As last year’s deadly Ebola epidemic tore through West Africa, Lorenzo Dorr, a physician assistant in Liberia, left the safety of his own home in a disease-free region of Liberia and traveled 200 miles to serve a community that had been stricken by the deadly disease.
When Rajesh Panjabi, an HMS instructor in medicine at Brigham and Women’s Hospital, asked Dorr what inspired his tireless acts of courage, Dorr told Panjabi about his first days caring for people in remote rainforest villages.
Get More Harvard Medicine News
People would summon Dorr in the middle of the night, asking him to travel for hours through jungles, over log bridges, in canoes and on motorbikes, so that he could tend to labor and delivery cases far away from the facility where he worked.
“That prepared me to go the extra mile,” Lorenzo told Panjabi, the co-founder and CEO of Last Mile Health, a nonprofit organization that partners with the government of Liberia to provide critical health care services in the country’s remote villages.
“I was the only person they had,” Dorr said.
Panjabi, HMS and HSDM keynote speaker at 2015 Class Day ceremonies, described the transformative power of selfless caregivers like Dorr in his remarks during the May 28 event.
“Selflessness is contagious,” Panjabi said. “Selfless acts give us—caregivers—the power to change the world.”
A World of Opportunity
Panjabi began his remarks by acknowledging the impact that the selfless acts of others had on him in his early years, describing a series of kindnesses he received that created a world of opportunity for him when he arrived in North Carolina as a refugee from the 1990 civil war in Liberia.

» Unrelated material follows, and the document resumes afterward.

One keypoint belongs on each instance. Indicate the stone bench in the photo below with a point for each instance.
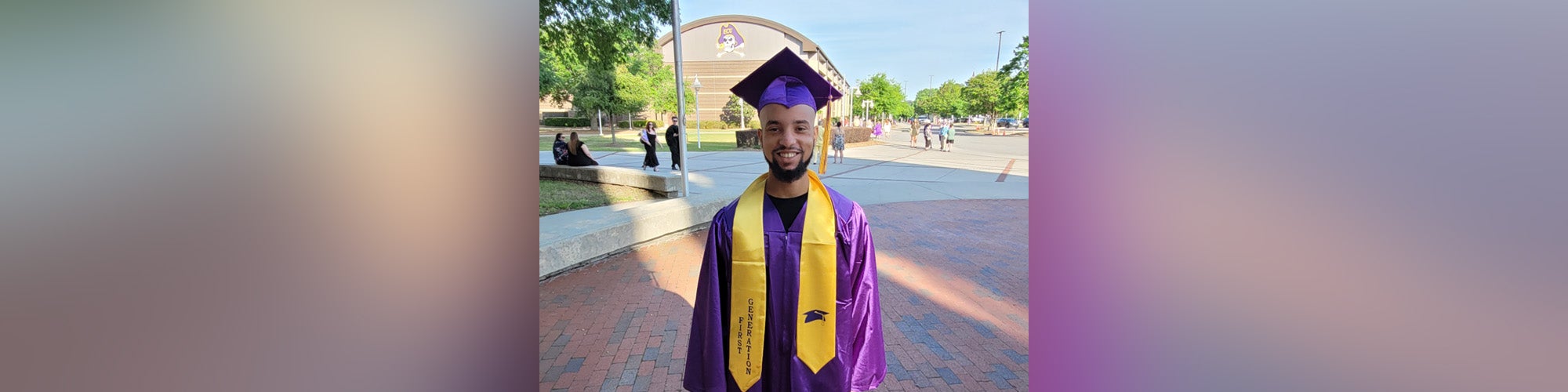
(666, 184)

Panjabi said he celebrated the power that selflessness can have to heal individuals and societies, and to transform the world into a more just place, and he challenged HMS and HSDM graduates to make selflessness a discipline in their own lives.
When Panjabi asked the graduates in the audience to raise their hands if they could think of anyone with them at graduation who had performed a selfless act in order to help them along their paths toward becoming caregivers, all of the members of the Class of 2015 raised their hands.
Throughout the course of the celebration, students and faculty shared stories of family and friends, partners and mentors who had sacrificed to help them reach their goals, and they spoke of the sources of strength they discovered in dedicating themselves to service to others.
Critical Care
Last Mile Health, which Panjabi founded in 2007, collaborated with Partners In Health to respond to Liberia’s Ebola outbreak in ways that not only provided critical care during the remainder of the outbreak but also strengthened community health systems in the long term.
“When Liberia’s war ended a decade ago, I was eager to take part in its rebuilding,” he said. “As a 24-year-old medical student, I went home with my wife and a heart full of hope.”
Yet, what Panjabi found was utter destruction. The war had left Liberia with just 51 doctors to serve a country of 4 million people, which, he said, would be like all of Boston having roughly eight doctors.
“If you got sick in the city where those few doctors were, you stood a chance,” he said. “But if you fell sick in remote villages, your odds were radically different.”
A mother or a father with a sick two-year-old would have to throw the child on their back, walk to the river, get in a canoe, paddle across to the other side, and then walk two days to reach the nearest clinic just to get a diagnosis, he said.
Panjabi returned to his homeland in 2007 to found Last Mile Health, which provides employment, training and supplies that enable village health workers to deliver care in the country's hardest to reach areas.
Turning the tide
When Ebola struck Liberia, Lorenzo was among 1,300 primary and community health workers trained by Last Mile Health and its partners at the Liberian Ministry of Health and by groups such as Partners In Health and Doctors Without Borders, to identify sick people, get them treatment, and trace their contacts to prevent further spread, Panjabi said.
At the time, the models of the epidemic were predicting that if nothing more were done, Liberia and West Africa would soon see 20,000 people die every week, Panjabi recalled.
“Not only did the team stop that outbreak, but the work of countless caregivers like Lorenzo—clinicians, mothers, fathers, brothers and sisters—helped fight Ebola all across remote parts of Liberia.”
On May 9, the WHO declared Liberia free of Ebola.
For the HMS and HSDM graduates, Panjabi offered an exhortation: “I challenge you to practice selflessness as a discipline,” he said.
“Fellow caregivers, I believe selfless acts lie at the center of the caregiver’s soul. I believe selfless acts give us the power to change the world. And I believe in you.”